Mas não é de estranhar que o deputado federal Fernando de Fabinho, cujas ambições incluem a prefeitura de Feira de Santana, não se acanhe de ajudar a empurrar adiante tal idéia. Pois ele sabe que o apoio de tantos vereadores gratos que podem entrar pela janela vale mais do que o pequeno desgaste junto ao eleitorado. Afinal, pouquíssima gente vai se lembrar de que ele ajudou a patrocinar este vexame.
E é por isso tudo que o Legislativo federal não quer fazer uma reforma política de verdade, em que diminua o peso do poder econômico na disputa e onde o sistema representativo seja justo. Esperar uma reforma política séria é tão inútil quanto querer que eles abaixem os próprios salários.

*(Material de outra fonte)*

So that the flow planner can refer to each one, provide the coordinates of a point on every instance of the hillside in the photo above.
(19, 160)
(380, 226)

Publicado na Tribuna Feirense em 27/04/06

14.4.06

O problema é político

Tem razão o chefe da Vigilância Sanitária do município, Délio Barbosa, quando afirma que as reclamações de moradores acerca do mau cheiro em Humildes, provocado por uma atividade empresarial, são um problema político.
É um problema político, como é político o problema da violência, a falta de educação, o buraco, a construção de quadras de esporte, a cultura, a preservação do patrimônio, a habitação popular e o transporte de massa.
O problema é político porque afeta as pessoas e as pessoas são políticas, ainda quando analfabetas políticas.
O problema também é político por estarem vereadores, de alguma forma, envolvidos com ele, pois os moradores querem mesmo ajuda do Legislativo para resolver o impasse.
É político também porque a Vigilância Sanitária é um cargo público.
É político porque diz respeito a uma comunidade e os políticos têm que agir no interesse da coletividade e não de grupos ou amigos mais influentes.
E tanto é político o problema que José Ronaldo, como político que é, tomou a frente para dizer que vai resolver e não ficou tentando negar os fatos e olfatos, como fez Délio ao abordar o assunto no rádio, querendo convencer o ouvinte de que as manifestações dos moradores, que discursaram até na Tribuna Livre da Câmara, eram insufladas pelo vereador oposicionista Marialvo Barreto.
Pois, agindo como quem pensa, inclusive politicamente, o prefeito percebeu que se a ação em Humildes render dividendos políticos a quem reclama, há de render a quem resolve porque tem o poder e o dever de resolver.
O problema é político. Ronaldo ensinou na prática o que Délio só sabia na teoria. Que seja bom aluno e tenha aprendido.